Did the contestant and players think that the offers were fair? Different people will have a different definition of a fair offer, so take some time to discuss which deals best reflected the sums of money in the remaining envelopes. Discussing how big decisions are made and deciding what things are worth are important skills that people use throughout their lives. People may end up negotiating the best deal on insurance or a mortgage or setting themselves a monthly budget for spending on categories like food, socialising, and entertainment.

Safety

Online safety

Supervise young people when they’re online and give them advice about staying safe.
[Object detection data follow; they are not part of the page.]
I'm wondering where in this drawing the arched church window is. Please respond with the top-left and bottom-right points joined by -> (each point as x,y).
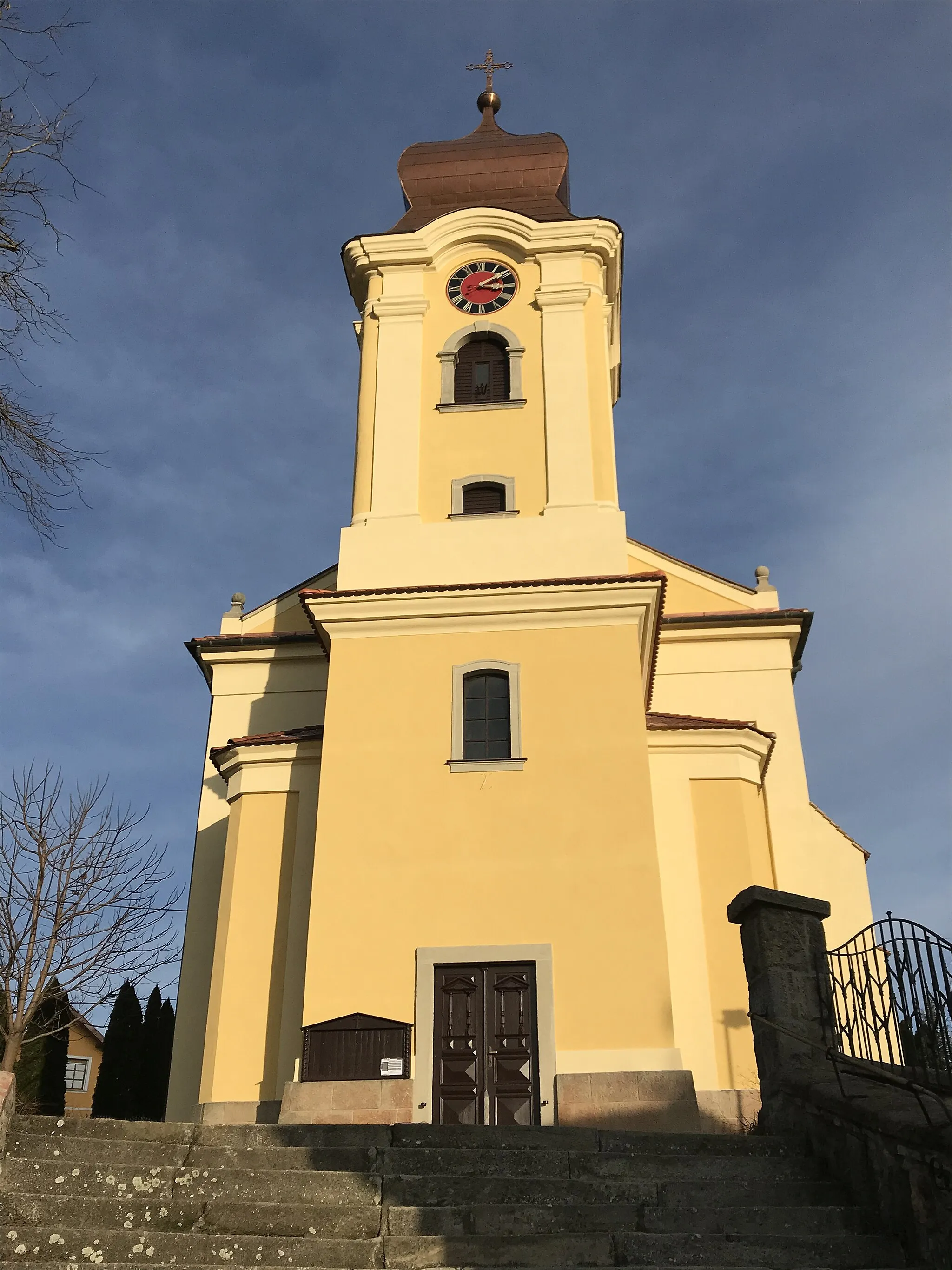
453,335 -> 509,405
463,481 -> 505,516
463,671 -> 513,762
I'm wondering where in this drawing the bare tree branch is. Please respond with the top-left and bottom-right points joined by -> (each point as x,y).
0,765 -> 181,1071
0,0 -> 95,541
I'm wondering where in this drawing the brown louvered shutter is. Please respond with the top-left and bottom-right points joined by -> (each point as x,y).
463,481 -> 505,516
453,338 -> 509,405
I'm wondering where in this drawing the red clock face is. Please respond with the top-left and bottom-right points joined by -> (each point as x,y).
447,260 -> 519,314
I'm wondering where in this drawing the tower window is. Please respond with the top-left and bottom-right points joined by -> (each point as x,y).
463,481 -> 505,516
453,335 -> 509,405
463,671 -> 511,762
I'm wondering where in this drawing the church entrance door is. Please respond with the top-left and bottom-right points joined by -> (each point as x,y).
433,961 -> 540,1124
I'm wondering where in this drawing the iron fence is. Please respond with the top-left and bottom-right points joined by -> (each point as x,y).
829,913 -> 952,1093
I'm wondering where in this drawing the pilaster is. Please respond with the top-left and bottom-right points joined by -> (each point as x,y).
370,291 -> 429,518
536,282 -> 595,513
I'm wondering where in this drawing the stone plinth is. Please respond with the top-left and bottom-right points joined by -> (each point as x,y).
556,1072 -> 701,1133
278,1078 -> 414,1124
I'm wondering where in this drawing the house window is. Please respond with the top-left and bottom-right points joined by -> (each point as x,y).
453,335 -> 509,405
66,1058 -> 90,1093
447,662 -> 525,772
463,671 -> 513,762
463,481 -> 505,516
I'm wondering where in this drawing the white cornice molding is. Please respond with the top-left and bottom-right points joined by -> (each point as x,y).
648,728 -> 773,785
218,740 -> 323,801
197,643 -> 328,665
342,207 -> 622,309
302,579 -> 662,696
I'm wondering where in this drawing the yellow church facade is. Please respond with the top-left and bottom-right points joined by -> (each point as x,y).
167,84 -> 871,1126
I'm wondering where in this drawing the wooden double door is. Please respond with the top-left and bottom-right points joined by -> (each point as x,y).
433,961 -> 540,1124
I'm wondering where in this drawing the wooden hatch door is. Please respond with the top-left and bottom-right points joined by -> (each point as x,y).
433,961 -> 540,1124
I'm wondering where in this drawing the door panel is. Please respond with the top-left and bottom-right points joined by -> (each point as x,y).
433,961 -> 538,1125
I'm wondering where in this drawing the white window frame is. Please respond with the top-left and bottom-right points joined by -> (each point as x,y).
436,318 -> 525,412
450,472 -> 519,521
447,660 -> 525,772
66,1054 -> 93,1093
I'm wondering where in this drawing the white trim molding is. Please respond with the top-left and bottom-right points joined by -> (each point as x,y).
447,660 -> 525,772
414,944 -> 556,1124
450,472 -> 518,516
436,318 -> 525,410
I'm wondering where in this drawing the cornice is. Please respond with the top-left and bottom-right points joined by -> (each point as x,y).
660,608 -> 813,679
648,726 -> 777,781
185,631 -> 326,688
301,574 -> 665,701
340,207 -> 622,309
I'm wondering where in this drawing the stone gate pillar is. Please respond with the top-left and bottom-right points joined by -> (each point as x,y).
727,886 -> 830,1133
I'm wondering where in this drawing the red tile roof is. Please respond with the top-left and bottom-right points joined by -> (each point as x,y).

For more support around online safety or bullying, check out the NSPCC website. If you want to know more about specific social networks and games, Childnet has information and safety tips for apps. You can also report anything that’s worried you online to the Child Exploitation and Online Protection command.

As always, if you’ve got concerns about a young person’s welfare (including their online experiences), follow the Yellow Card reporting processes.

All activities must be safely managed. Do a risk assessment and take appropriate steps to reduce risk. Always get approval for the activity and have suitable supervision and an InTouch process.